Bu dönem Fatih Terimin başarısı gerçekten üst düzeydi fakat bunda yönetimin payını es geçmek mümkün değil; Muslera, Eboue, Melo, Selçuk İnan, Burak Yılmaz, Drogba ve Sneijder gibi isimleri bu yönetim aldı. Yönetimin Fatih Terim'le olan -bana göre- siyasi tarafı da bulunan gerilimi, futbol anlamında da haklılıklar içeriyor. Buna en iyi örneği Galatasaray'ın Milli takımın başına geçen Fatih Terim'le çıktığı maçlardan anlayabiliriz;
30 Ağustos 2013: Eskişehirspor 0-0 Galatasaray
6 Eylül 2013: Türkiye - Andorra
10 Eylül 2013: Romanya - Türkiye
13 Eylül 2013: Galatasaray 1-1 Antalyaspor
Gelecek programda ise;
28 Eylül 2013: Galatasaray - Çaykur Rizespor
2 Ekim 2013: Juventus - Galatasaray
6 Ekim: Akhisar Belediyesi - Galatasaray
10 Ekim 2013: Estonya - Türkiye
15 Ekim 2013: Türkiye - Hollanda
Bu işin fiziksel yorgunluğundan çok mental yorgunluğu önemli.
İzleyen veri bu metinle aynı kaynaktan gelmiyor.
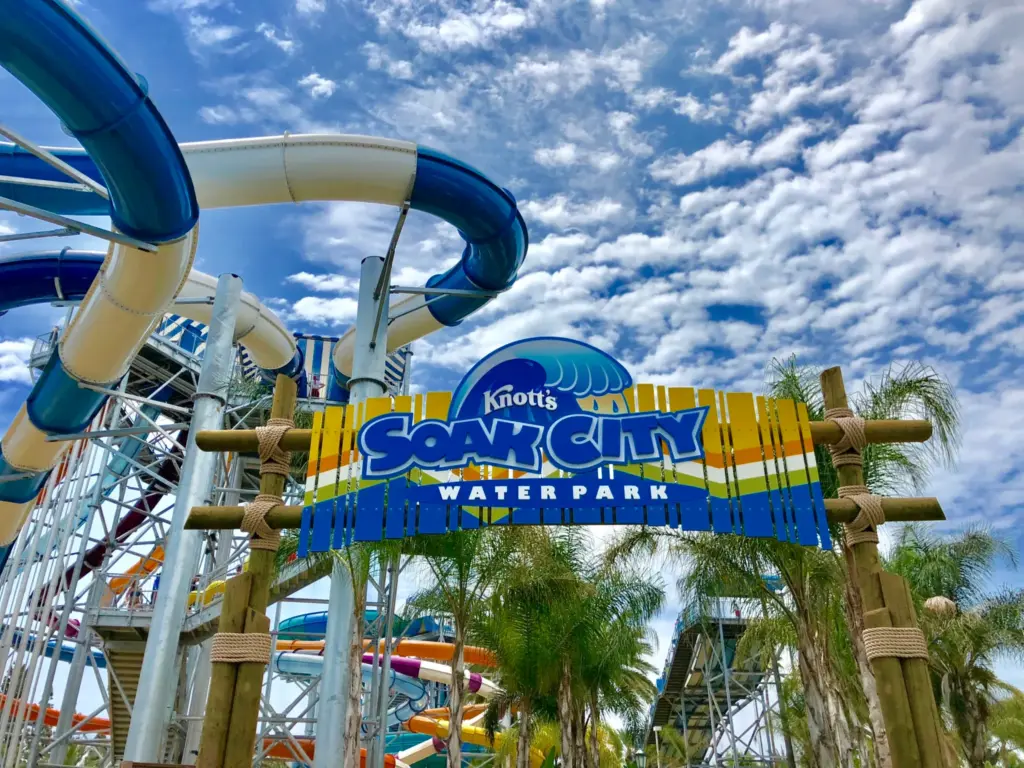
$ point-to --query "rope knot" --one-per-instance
(237, 647)
(895, 642)
(869, 514)
(848, 451)
(273, 460)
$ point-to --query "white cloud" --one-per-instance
(269, 32)
(317, 85)
(378, 58)
(567, 154)
(326, 283)
(748, 44)
(321, 311)
(14, 360)
(218, 115)
(206, 33)
(550, 75)
(713, 160)
(450, 29)
(562, 155)
(560, 211)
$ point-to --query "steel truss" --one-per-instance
(726, 710)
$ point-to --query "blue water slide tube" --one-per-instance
(485, 215)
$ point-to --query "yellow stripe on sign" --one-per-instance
(768, 444)
(745, 439)
(805, 433)
(732, 481)
(312, 468)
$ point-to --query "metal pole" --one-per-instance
(368, 381)
(152, 713)
(385, 698)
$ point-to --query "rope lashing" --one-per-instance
(235, 647)
(869, 515)
(848, 451)
(254, 522)
(273, 461)
(895, 642)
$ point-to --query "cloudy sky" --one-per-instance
(708, 183)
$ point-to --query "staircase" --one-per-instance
(124, 664)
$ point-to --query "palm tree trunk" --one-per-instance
(565, 718)
(854, 609)
(353, 718)
(595, 724)
(456, 702)
(975, 736)
(844, 741)
(522, 744)
(822, 739)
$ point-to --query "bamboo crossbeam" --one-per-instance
(839, 510)
(822, 433)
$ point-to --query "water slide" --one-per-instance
(153, 190)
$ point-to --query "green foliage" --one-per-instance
(964, 643)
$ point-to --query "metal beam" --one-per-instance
(115, 432)
(95, 231)
(53, 161)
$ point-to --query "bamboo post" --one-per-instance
(249, 685)
(222, 676)
(232, 705)
(911, 723)
(839, 510)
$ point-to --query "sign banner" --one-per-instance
(551, 431)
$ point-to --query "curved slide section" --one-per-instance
(64, 651)
(275, 748)
(68, 274)
(303, 665)
(152, 198)
(299, 168)
(473, 734)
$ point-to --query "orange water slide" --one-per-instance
(142, 567)
(473, 734)
(102, 725)
(93, 725)
(417, 648)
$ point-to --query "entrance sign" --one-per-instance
(553, 431)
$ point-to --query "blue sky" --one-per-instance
(708, 184)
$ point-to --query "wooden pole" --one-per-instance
(822, 433)
(232, 704)
(839, 510)
(222, 676)
(911, 743)
(249, 684)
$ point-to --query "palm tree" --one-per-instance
(910, 391)
(358, 559)
(810, 611)
(599, 645)
(463, 566)
(569, 637)
(968, 630)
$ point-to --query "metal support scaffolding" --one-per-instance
(368, 381)
(153, 712)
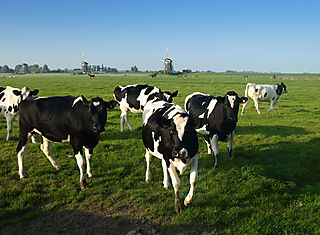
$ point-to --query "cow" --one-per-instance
(133, 98)
(169, 134)
(216, 118)
(63, 119)
(10, 99)
(264, 93)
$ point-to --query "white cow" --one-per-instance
(264, 93)
(10, 99)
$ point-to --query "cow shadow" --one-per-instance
(282, 131)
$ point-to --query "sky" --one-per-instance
(257, 35)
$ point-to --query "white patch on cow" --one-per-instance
(231, 99)
(143, 98)
(180, 123)
(96, 103)
(211, 106)
(166, 95)
(77, 100)
(150, 108)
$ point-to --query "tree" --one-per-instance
(45, 69)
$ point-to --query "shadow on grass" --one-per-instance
(78, 222)
(282, 131)
(285, 161)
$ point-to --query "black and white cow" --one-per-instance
(133, 98)
(169, 133)
(216, 118)
(264, 93)
(63, 119)
(10, 99)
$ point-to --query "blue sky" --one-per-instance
(260, 35)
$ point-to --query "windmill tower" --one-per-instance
(84, 65)
(168, 68)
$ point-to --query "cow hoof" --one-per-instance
(83, 184)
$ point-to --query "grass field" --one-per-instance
(271, 187)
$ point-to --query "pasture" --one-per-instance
(272, 186)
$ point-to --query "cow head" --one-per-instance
(281, 88)
(231, 105)
(97, 109)
(168, 95)
(182, 135)
(25, 92)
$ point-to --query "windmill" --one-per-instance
(168, 68)
(84, 65)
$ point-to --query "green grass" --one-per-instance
(272, 186)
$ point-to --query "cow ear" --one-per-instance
(111, 104)
(164, 123)
(84, 100)
(174, 94)
(243, 99)
(16, 92)
(34, 92)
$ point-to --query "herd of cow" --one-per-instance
(169, 132)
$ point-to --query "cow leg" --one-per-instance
(207, 140)
(193, 180)
(9, 118)
(80, 162)
(148, 173)
(230, 144)
(32, 138)
(244, 106)
(215, 147)
(124, 118)
(176, 184)
(88, 152)
(21, 148)
(166, 182)
(256, 104)
(45, 147)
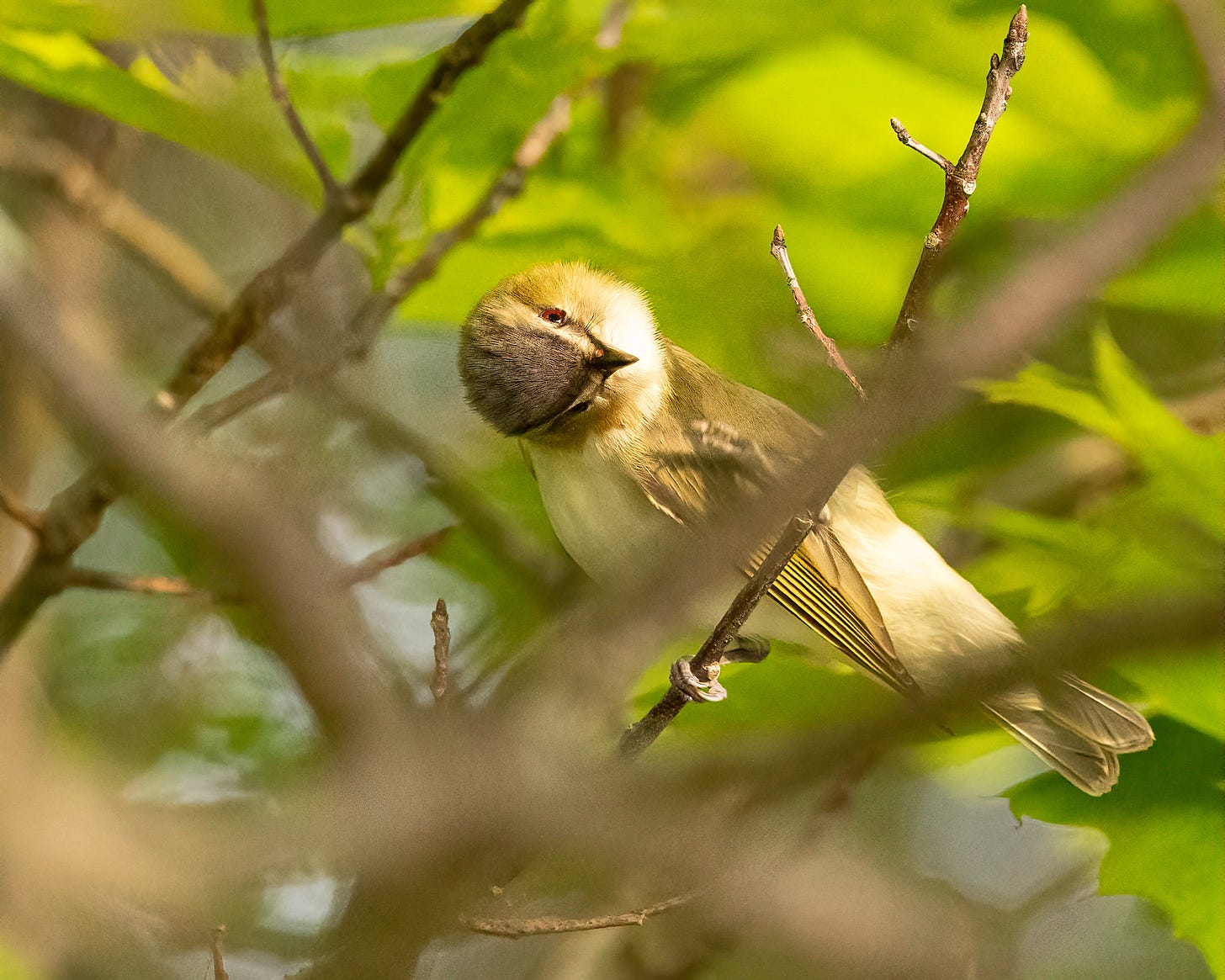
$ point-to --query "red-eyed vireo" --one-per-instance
(634, 440)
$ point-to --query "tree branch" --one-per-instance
(958, 188)
(163, 252)
(962, 177)
(905, 139)
(778, 249)
(281, 96)
(77, 512)
(548, 925)
(639, 735)
(160, 585)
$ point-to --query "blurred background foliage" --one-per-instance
(1092, 478)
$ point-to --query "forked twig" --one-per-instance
(778, 249)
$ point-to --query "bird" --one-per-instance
(636, 443)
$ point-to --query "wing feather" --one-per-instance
(712, 469)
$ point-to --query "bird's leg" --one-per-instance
(741, 649)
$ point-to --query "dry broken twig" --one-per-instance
(440, 622)
(548, 925)
(962, 177)
(778, 249)
(218, 953)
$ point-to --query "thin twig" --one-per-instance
(281, 96)
(363, 327)
(641, 734)
(505, 188)
(160, 585)
(24, 516)
(440, 622)
(389, 558)
(140, 585)
(218, 955)
(516, 929)
(959, 179)
(905, 139)
(778, 249)
(74, 515)
(163, 252)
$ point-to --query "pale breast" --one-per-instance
(601, 515)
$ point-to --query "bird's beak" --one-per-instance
(609, 359)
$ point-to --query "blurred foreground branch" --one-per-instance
(75, 513)
(517, 929)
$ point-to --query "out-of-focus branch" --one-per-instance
(440, 622)
(29, 518)
(389, 558)
(961, 177)
(160, 585)
(171, 258)
(1077, 644)
(548, 925)
(281, 96)
(778, 249)
(506, 187)
(140, 585)
(75, 513)
(315, 623)
(354, 341)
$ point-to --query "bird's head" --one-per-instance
(560, 352)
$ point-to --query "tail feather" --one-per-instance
(1082, 762)
(1076, 728)
(1103, 718)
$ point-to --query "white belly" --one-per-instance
(610, 528)
(602, 516)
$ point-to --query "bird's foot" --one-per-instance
(685, 680)
(741, 649)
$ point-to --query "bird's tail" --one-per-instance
(1076, 728)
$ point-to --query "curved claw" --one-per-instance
(685, 681)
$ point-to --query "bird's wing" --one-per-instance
(712, 470)
(822, 588)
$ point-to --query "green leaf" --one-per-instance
(1166, 824)
(1184, 467)
(1187, 467)
(137, 19)
(1189, 685)
(13, 967)
(231, 119)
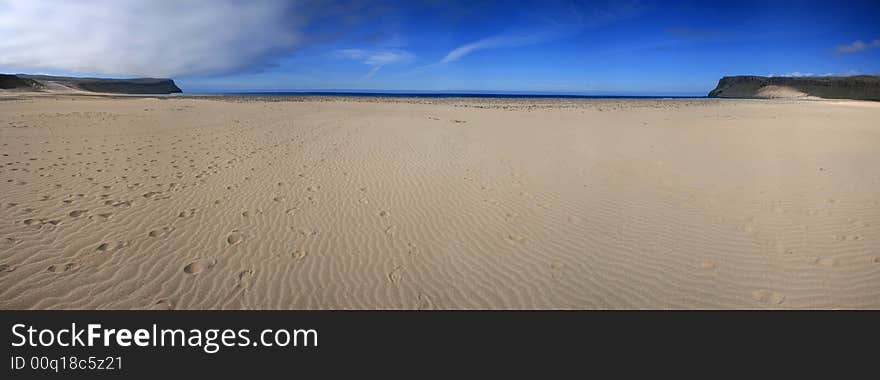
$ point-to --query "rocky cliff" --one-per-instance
(863, 87)
(102, 85)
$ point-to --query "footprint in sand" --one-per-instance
(162, 304)
(160, 232)
(396, 275)
(198, 266)
(234, 237)
(424, 302)
(391, 230)
(299, 255)
(109, 247)
(186, 213)
(768, 297)
(61, 268)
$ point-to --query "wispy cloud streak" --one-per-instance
(376, 58)
(857, 46)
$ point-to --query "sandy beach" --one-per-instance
(375, 203)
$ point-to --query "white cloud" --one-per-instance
(499, 41)
(376, 58)
(857, 46)
(149, 38)
(566, 19)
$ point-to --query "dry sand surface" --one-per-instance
(326, 203)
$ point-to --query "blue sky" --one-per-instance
(594, 47)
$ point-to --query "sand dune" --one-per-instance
(320, 203)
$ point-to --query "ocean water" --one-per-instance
(442, 95)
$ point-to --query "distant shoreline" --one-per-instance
(438, 95)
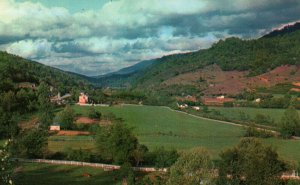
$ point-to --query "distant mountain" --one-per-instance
(131, 69)
(284, 30)
(122, 78)
(234, 59)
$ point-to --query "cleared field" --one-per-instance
(159, 126)
(46, 174)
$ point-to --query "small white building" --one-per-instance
(258, 100)
(221, 97)
(55, 127)
(196, 108)
(183, 106)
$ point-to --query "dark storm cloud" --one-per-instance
(122, 33)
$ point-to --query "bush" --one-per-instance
(93, 114)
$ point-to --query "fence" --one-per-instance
(95, 165)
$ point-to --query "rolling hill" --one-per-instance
(267, 61)
(15, 70)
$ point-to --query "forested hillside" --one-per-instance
(256, 56)
(26, 87)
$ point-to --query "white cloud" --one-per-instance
(127, 31)
(30, 49)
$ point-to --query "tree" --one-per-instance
(116, 142)
(192, 167)
(31, 143)
(250, 163)
(45, 106)
(6, 167)
(93, 114)
(8, 124)
(66, 117)
(290, 123)
(127, 173)
(164, 158)
(139, 154)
Üstelik Milli takımın kupaya gittiğini düşünürsek, Galatasaray'ın yaz kampında ne yapacağı daha büyük bir soru işareti olur. Bugün Fatih Terim'in gitmesinden rahatsız olanlar, Fatih Terim'in bu takımı 10 yıl daha çalıştırmasını isterdi. Bundan eminim çünkü ben de isterdim, fakat bu şekilde değil. Özellikle bizim gibi milliyetçi bir memlekette Milli takım çalıştırmak sağlam bir ruh hali ister.
Neticede şu an Fatih Terim'in çalıştıracağı ve hedefleri olan bir Milli takım var fakat Galatasaray'ın hocası yok. Şu 1 aylık kritik dönemde göreve getirilecek hocadan da çok fazla bir şey beklememek, belki de devre arasına kadar sabırlı olmak lazım ama o zamana dek çok geç olabilir. Bana kalırsa Aysal'ın yönetim şekli ve yaptıkları doğru fakat bazı noktalarda zamanlamayı iyi yapamadığı oluyor. Yine de ben olaya fanatik bir bakış açısıyla "Neden Fatih Terim'i gönderdiniz?" diye bakmıyorum, işin felsefesini kavramaya çalışıyorum.
Fatih hoca için ayrı bir teşekkür yazısı yazmak şart, o çok başka bir konu...
Not: Görseli geçen sezon şampiyonluk sonrası hazırlamıştım, buruk bir vedayla kullanmış oldum.